Leopold Lipót Weisz (1875 - April 15, 1912) was a Hungarian politician, student of sculpture, and the only passenger and victim of the RMS Titanic of Hungarian origin.
Biography[]
Leopold Weisz was born around 1875 in Veszprém, Hungary, to Jewish parents whose names are unknown. At the age of 19, he emigrated and went to England to study at the Association of Applied Arts in Bromsgrove, where he met his future wife, Mathilde Françoise Pede of Belgium. She worked as a seamstress and singer and went to Bromsgrove at the age of 21, where she married Weisz.
They were living in Albert Terrace, Victoria Road, Bromsgrove in 1911. The married decided to emigrate to Canada. The pair crossed the Atlantic in September 1911 aboard the RMS Lusitania. Weisz found work in Canada as a woodcarver on behalf of the Museum of Fine Arts in Montreal. Later he was commissioned to carve stone shields. His stone shields represent nine provinces of Canada to this day, on the Dominion Express Building in Montreal.
Titanic[]
Weisz thought Quebec was the place where they could settle down and make a living from art, so he went back to England to pick up his wife. They were due to travel together to their new Canadian home in First Class on the Lusitania, but due to a strike by miners and the resulting shortage of coal, they were transferred to the Second Class of the Titanic. They stepped aboard the liner in Southampton on 10 April. Weisz was 37 years old at the time.
Before takeoff, Weisz sewed his savings — about $15,000 worth of gold weighing 21kg — into the lining of his jacket. On the night of April 14Weisz went for a walk aboard the ship while his wife attended an impromptu singing party in the Second Class Dining Room. After the event, she joined her husband.

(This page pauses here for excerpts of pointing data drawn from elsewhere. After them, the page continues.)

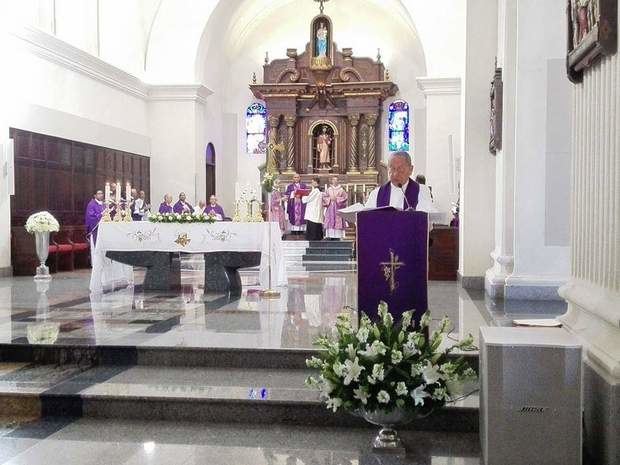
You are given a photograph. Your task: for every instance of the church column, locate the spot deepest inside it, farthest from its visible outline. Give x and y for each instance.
(593, 291)
(290, 146)
(274, 121)
(371, 119)
(353, 121)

Mathilde then remarked that something was very uneasy about her. Leopold thought it had to do with change of climate, becaue they were know in the ice fields. They were returning to their cabins when the ship hit an iceberg at 12.40 P.M.. His wife survived the disaster by successfully securing a seat in lifeboat 10, but Weisz was lost.
After his death[]
Mathilde arrived in New York aboard RMS Carpathia on 18 April, but was in danger of being sent back to England penniless. However, when the ship Mackay-Bennett found the body with life jacket No. 293, later identified as Leopold Weisz (with the initials W.L. on his shirt under his grey suit), gold sewn into the suit was also found, which was returned to him. Mathilde remained in Canada, remarried, and died in 1953.

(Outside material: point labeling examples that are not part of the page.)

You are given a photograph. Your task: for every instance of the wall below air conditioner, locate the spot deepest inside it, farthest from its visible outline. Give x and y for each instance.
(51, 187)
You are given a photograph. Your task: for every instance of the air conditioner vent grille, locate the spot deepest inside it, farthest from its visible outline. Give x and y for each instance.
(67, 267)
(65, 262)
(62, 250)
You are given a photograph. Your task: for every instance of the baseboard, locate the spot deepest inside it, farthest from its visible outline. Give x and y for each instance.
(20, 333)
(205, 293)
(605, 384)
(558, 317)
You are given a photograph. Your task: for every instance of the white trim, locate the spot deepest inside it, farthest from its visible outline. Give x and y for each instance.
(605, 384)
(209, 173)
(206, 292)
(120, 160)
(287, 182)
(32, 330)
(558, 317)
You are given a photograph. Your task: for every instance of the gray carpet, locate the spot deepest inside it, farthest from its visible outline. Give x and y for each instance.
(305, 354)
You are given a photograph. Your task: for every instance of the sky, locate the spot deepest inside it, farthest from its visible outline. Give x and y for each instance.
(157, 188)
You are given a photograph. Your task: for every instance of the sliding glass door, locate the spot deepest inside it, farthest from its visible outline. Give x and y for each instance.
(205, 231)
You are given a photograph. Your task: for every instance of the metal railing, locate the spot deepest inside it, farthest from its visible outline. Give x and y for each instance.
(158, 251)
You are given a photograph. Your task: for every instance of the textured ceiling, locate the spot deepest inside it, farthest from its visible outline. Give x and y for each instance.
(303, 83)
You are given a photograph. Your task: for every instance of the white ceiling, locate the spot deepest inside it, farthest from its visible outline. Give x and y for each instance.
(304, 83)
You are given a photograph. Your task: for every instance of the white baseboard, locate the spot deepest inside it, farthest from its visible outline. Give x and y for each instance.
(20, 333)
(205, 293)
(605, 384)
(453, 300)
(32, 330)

Weisz is buried in Montreal, Baron de Hirsch Cemetery. The inscription on his grave reads:
"Leopold Weisz, born around 1880 in Hungary. He died on April 1912, 15 in the disaster on the Titanic. He recently married and started a new life in Montreal. A talented and promising sculptor, he is a member of the Bromsgrove Industrial Corps, and his work is admired both in Montreal and abroad."